The Ghost Chasers are pretty much the typical cast you’d find on a cable reality ghost hunting show: the know-it-all leader, his level-headed female counterpart, the crazy weird psychic, a few lackeys that hang around to do all the grunt work and the wise tech-savvy veteran who has probably seen a “few things” in his day. We meet the Ghost Chasers as they arrive at the fictional theater called The Renway, and the cast of players take us through the theater’s eerie history, from a fatal fire in the projection booth to a slaughtered family discovered years later to the recent sighting of a naked female hanging from the main lobby ceiling. All good stuff when you’re looking to make a show about ghosts, right?
But once the broadcast begins and the team turn out the lights to start exploring the entire theater, that’s when things start getting weird (much to our delight), and in between the insanely clever commercial breaks (including one that features Troma founder Lloyd Kaufman), the tension steadily builds in The Feed as the Ghost Chasers find more evidence of some rather active and pissed off ghosts in their midst, the movie (or show) culminating in an epic climax that will no doubt leave you feeling a bit rattled by the time the credits are rolling.
Made for a remarkable $15K, The Feed does an excellent job of recreating the spirit of supernaturally based reality shows, and Gibson really uses his budgetary limitations to work to his advantage here. There are no huge action sequences, no huge gore gags- everything in The Feed is about atmosphere and tension, and Gibson proves that he’s got the talent to keep audiences riveted from start to finish.
The entire cast in The Feed has really solid chemistry together as well, especially Seth Drick as Ghost Chaser leader Todd and Brianna Healey as Amanda, although I wished Gibson had spent a little more time working in something that would give audiences a sense of just “who” we were watching hunt down apparitions; there’s not much in the way of character development in The Feed, but with this kind of storytelling approach, it’s not nearly as detrimental to be missing out on that component while trying to enjoy the overall flick. In fact, I’d love to see more from both the Ghost Chasers and Gibson as The Feed definitely leaves things open for more possibilities down the road.
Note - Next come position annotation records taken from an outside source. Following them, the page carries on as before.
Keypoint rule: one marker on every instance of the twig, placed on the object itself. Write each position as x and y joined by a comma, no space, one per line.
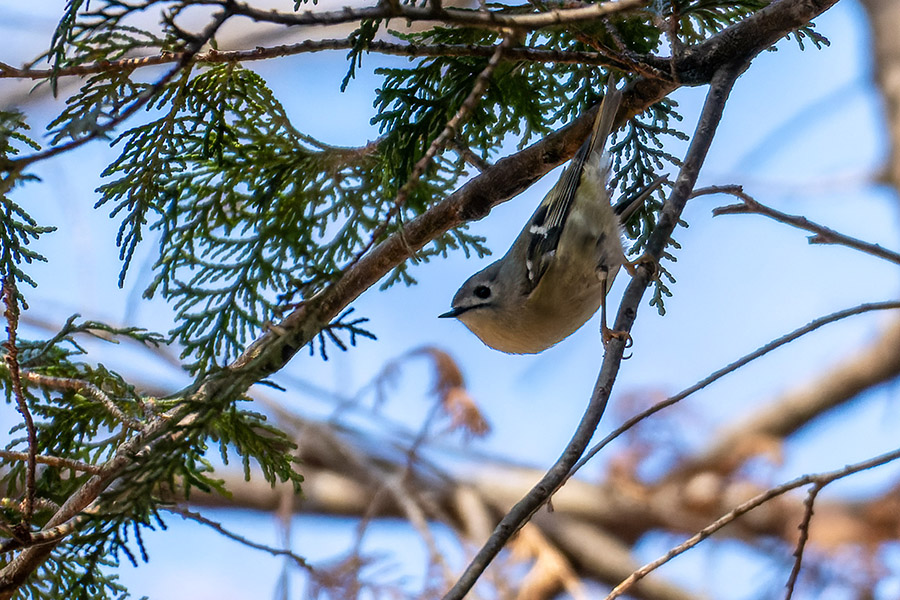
89,389
11,313
820,479
669,216
195,516
53,461
388,10
804,536
730,368
822,234
44,536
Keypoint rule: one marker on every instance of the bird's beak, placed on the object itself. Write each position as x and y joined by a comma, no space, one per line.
452,313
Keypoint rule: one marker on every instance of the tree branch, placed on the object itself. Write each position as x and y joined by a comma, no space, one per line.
669,216
820,479
822,234
456,16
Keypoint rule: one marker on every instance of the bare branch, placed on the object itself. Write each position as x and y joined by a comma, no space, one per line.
89,389
388,10
11,313
52,461
195,516
822,234
786,339
821,479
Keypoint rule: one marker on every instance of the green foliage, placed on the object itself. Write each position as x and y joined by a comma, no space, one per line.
247,208
99,100
17,227
72,424
699,19
71,575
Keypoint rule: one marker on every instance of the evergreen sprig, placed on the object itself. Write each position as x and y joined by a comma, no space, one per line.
17,228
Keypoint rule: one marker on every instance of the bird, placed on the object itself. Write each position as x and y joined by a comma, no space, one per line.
557,272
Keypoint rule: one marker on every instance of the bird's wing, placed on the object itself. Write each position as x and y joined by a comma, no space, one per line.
546,226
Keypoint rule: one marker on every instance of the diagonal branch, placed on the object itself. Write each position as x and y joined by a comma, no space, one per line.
821,234
819,479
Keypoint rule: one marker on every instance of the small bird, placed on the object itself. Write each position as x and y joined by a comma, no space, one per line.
557,272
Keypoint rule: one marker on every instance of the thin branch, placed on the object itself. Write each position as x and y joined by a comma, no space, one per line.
192,48
43,537
730,368
822,234
52,461
265,53
195,516
669,216
804,536
88,389
820,479
11,313
456,16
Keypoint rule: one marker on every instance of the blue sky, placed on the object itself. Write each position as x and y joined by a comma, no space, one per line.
802,132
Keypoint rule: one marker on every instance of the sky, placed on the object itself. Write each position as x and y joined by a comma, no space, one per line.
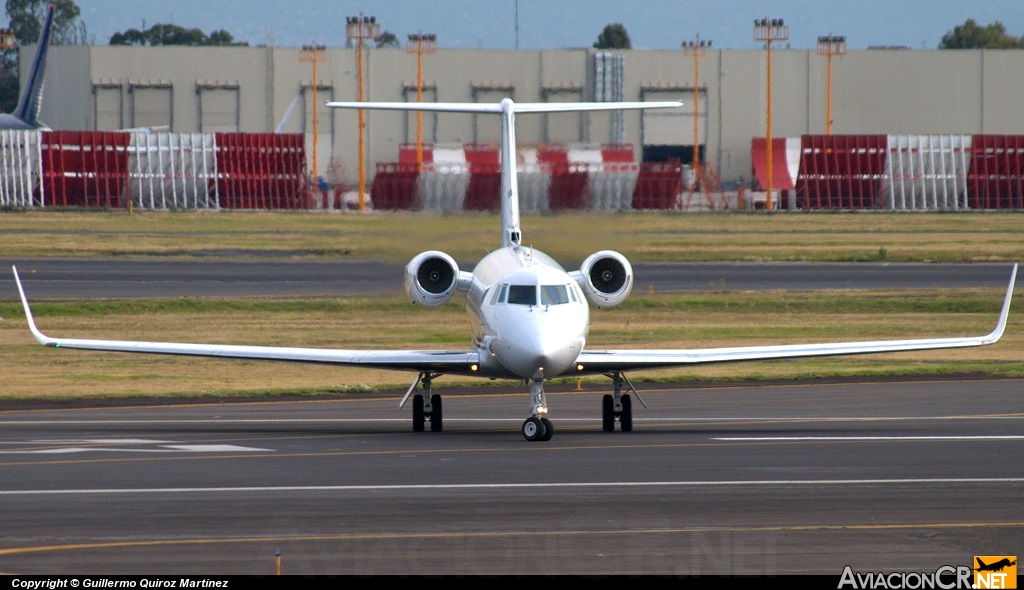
560,24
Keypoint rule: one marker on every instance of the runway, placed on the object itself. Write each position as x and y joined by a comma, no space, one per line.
45,278
741,479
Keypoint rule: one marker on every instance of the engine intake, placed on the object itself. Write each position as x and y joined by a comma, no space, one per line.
606,279
431,278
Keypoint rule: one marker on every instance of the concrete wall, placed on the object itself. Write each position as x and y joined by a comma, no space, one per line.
873,91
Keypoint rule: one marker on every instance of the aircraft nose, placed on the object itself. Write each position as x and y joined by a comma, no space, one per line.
547,354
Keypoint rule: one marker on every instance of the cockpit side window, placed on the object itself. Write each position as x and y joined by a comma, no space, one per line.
499,295
554,295
522,294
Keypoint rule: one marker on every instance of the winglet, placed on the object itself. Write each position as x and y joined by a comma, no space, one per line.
997,333
43,339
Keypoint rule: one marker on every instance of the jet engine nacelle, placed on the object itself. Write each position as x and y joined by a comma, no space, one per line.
431,278
606,279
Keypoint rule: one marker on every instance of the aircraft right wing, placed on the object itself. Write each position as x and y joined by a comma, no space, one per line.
610,361
450,362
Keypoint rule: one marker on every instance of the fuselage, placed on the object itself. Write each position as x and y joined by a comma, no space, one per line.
529,318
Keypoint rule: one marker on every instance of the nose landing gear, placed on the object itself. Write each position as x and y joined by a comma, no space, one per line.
538,427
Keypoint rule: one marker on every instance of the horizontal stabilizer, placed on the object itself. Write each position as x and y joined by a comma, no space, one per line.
500,107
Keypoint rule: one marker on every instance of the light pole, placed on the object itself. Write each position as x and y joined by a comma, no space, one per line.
314,54
769,30
359,29
7,39
830,45
696,49
420,43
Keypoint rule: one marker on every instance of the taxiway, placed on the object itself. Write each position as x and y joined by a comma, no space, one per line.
742,479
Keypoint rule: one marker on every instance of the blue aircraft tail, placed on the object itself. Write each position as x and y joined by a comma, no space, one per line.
32,96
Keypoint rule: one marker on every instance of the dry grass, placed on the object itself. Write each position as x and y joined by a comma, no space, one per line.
570,237
649,322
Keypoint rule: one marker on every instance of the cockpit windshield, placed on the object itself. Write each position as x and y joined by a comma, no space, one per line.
554,295
522,294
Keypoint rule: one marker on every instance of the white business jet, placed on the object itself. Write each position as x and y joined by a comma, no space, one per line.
529,317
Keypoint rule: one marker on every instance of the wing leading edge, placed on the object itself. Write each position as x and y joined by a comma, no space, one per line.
605,361
466,362
450,362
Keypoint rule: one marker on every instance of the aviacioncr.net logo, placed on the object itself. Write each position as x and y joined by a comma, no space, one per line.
945,578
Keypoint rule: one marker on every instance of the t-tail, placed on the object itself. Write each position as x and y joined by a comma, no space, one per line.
511,233
32,96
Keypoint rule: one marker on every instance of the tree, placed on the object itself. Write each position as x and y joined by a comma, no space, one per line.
387,40
166,34
613,37
972,36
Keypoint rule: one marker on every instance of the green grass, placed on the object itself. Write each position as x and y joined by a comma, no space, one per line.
700,320
646,322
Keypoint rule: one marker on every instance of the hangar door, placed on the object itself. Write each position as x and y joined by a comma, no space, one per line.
668,133
152,107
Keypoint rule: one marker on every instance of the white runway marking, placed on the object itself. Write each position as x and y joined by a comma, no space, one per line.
552,486
838,438
64,447
514,420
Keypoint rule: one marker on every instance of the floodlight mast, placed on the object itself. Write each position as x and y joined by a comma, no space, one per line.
769,30
314,54
829,45
359,29
420,43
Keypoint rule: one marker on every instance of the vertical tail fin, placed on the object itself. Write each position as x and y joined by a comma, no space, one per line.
32,96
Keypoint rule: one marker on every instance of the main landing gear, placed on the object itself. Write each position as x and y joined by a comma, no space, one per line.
538,427
426,406
617,407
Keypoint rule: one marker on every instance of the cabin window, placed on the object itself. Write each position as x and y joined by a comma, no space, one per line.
554,295
522,294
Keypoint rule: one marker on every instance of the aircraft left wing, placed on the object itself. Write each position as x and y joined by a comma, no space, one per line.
449,362
610,361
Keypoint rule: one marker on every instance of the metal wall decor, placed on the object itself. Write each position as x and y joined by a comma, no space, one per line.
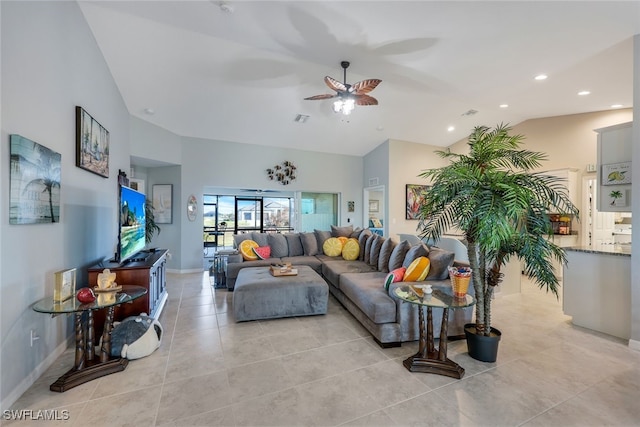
284,173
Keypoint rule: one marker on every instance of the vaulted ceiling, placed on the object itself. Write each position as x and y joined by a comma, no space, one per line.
238,71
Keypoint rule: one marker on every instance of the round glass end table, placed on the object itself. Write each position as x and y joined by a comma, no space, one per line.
89,366
428,359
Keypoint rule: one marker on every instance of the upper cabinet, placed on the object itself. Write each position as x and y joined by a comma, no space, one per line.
614,168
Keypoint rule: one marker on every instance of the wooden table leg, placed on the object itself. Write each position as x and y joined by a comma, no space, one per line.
80,343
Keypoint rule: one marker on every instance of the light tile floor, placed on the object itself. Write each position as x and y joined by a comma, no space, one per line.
327,371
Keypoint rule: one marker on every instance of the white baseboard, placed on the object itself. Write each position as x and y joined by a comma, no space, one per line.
36,373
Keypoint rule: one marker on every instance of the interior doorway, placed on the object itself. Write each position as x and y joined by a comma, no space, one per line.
374,210
597,227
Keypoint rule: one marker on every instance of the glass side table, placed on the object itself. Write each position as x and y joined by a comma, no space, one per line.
87,365
428,359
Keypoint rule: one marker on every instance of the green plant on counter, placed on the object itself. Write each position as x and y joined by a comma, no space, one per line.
502,208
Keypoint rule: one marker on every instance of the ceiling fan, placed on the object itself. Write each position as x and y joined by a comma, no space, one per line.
348,95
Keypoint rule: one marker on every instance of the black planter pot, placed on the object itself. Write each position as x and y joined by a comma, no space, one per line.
481,347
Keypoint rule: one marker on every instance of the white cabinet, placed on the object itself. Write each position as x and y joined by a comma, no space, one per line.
614,148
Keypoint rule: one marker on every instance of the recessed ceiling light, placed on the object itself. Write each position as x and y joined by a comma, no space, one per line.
301,118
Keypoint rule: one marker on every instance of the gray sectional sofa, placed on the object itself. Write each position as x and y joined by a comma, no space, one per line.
359,284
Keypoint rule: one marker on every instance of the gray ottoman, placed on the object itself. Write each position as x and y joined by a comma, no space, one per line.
259,295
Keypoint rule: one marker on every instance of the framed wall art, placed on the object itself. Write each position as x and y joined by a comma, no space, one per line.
416,194
616,173
92,144
162,200
65,285
34,182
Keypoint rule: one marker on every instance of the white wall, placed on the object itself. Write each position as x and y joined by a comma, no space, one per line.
50,64
406,161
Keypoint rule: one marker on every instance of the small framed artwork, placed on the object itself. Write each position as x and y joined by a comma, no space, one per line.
416,195
92,144
162,201
65,285
137,184
616,173
34,195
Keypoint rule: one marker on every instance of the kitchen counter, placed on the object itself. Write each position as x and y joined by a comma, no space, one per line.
604,248
597,288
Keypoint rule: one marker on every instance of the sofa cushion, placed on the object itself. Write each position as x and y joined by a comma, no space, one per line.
367,247
364,290
321,236
332,270
375,251
309,243
394,276
418,270
332,247
294,244
341,231
440,260
416,251
310,261
397,255
262,239
385,253
362,240
351,250
278,244
239,238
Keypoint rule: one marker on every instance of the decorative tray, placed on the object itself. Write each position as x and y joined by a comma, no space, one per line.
113,289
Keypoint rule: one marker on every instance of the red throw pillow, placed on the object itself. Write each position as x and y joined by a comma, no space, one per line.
394,276
262,252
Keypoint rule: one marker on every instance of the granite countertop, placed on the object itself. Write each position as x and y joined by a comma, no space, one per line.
605,248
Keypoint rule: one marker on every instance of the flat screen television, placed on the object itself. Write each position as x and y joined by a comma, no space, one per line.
131,232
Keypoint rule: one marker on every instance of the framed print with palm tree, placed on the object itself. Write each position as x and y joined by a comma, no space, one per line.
34,182
92,144
416,194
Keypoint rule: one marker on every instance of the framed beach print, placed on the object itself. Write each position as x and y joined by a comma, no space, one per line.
162,203
416,194
34,195
92,144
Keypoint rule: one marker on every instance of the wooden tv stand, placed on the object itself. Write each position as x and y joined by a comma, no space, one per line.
149,273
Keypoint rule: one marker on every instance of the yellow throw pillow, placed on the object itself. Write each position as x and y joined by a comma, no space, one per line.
332,247
351,250
418,270
246,249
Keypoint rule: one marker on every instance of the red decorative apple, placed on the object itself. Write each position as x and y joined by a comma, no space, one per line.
86,295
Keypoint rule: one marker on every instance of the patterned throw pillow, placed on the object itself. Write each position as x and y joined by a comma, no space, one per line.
418,270
262,252
394,276
332,247
351,250
246,249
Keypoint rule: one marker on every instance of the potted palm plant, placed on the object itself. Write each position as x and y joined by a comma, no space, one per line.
493,197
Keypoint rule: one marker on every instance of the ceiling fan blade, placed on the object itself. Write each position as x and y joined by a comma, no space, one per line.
364,86
365,100
335,84
325,96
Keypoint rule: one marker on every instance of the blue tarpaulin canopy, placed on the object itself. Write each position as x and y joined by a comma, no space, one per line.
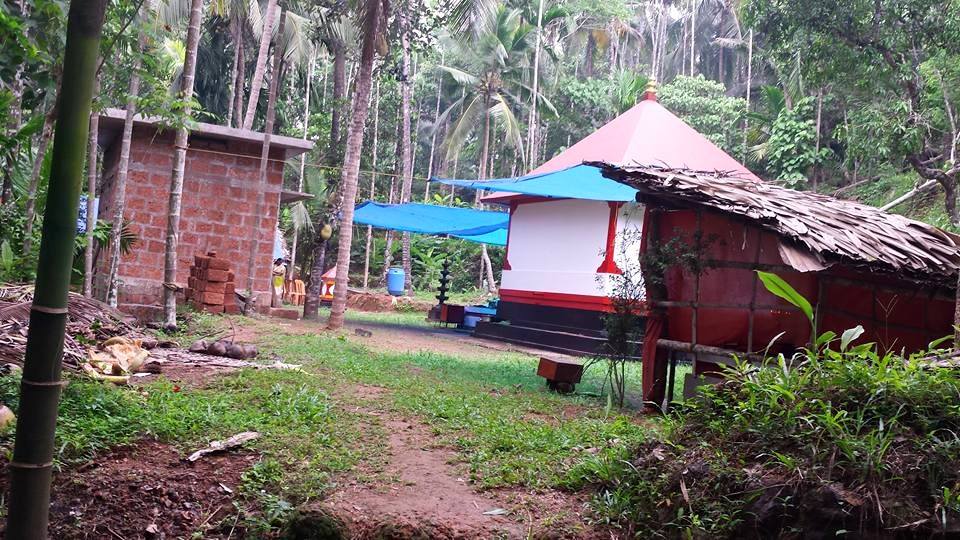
466,223
577,182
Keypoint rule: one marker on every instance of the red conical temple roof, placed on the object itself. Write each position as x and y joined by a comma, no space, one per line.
646,135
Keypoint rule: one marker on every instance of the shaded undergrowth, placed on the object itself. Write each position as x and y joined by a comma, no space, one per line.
825,443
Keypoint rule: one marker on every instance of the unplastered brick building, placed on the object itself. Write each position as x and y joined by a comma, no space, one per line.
219,205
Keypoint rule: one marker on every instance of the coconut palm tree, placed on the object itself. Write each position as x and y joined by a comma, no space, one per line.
33,453
264,157
179,162
373,14
406,166
257,81
120,185
494,83
493,90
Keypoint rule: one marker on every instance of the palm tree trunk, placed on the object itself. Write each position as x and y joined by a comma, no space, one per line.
339,97
31,205
32,462
91,197
311,301
392,196
256,83
179,163
693,34
255,228
235,36
532,120
484,155
433,137
351,161
303,165
746,117
241,79
373,182
406,170
388,235
123,168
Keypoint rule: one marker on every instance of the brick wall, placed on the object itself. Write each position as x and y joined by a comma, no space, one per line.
218,213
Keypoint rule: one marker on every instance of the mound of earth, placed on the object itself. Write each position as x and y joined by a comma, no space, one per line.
146,491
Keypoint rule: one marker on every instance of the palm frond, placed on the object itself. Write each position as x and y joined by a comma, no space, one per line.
297,47
300,216
501,112
461,77
472,16
463,127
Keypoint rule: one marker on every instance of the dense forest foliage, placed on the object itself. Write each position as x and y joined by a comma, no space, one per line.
855,98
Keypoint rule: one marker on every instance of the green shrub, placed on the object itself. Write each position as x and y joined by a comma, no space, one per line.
827,440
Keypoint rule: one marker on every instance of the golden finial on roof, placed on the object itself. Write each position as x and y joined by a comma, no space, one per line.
650,92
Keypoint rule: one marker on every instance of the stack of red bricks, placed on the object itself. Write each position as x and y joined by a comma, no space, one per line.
210,287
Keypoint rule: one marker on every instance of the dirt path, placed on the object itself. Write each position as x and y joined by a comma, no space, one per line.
421,493
426,495
397,337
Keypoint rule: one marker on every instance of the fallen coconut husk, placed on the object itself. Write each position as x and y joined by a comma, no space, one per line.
190,358
90,321
219,446
230,349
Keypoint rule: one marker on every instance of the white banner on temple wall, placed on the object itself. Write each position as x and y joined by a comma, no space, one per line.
557,246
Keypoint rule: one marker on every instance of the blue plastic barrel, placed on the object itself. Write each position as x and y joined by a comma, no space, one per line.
395,278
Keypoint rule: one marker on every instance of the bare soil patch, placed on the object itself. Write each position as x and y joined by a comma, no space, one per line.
146,491
426,500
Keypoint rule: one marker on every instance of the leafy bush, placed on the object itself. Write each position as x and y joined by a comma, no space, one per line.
838,439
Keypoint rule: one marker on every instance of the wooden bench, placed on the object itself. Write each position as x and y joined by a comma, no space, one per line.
561,374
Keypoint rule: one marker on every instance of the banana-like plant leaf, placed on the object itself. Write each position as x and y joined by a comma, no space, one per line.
777,286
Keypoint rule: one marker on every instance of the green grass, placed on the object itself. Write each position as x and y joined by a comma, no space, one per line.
507,429
303,429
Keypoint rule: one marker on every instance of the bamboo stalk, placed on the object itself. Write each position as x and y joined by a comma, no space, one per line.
91,197
32,463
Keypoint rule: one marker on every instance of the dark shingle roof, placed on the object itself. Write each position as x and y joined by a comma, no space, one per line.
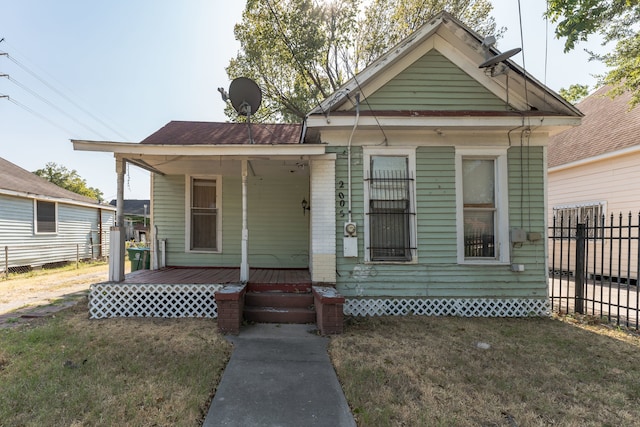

The Feed is just downright fun and definitely is worth checking out if you’re a fan of the ghost hunting shows that have been popping up on various cable networks over the last few years. With Gibson’s talent to evoke tension and atmosphere in almost every single scene, The Feed is one of the strongest indie horror films I’ve discovered this year and proves that you don’t need a ton of money and gore to deliver great chills and scares.
The Feed is currently available for purchase directly from thefeedmovie.com, and for those of you ghost hunting show junkies out there, the film should not disappoint!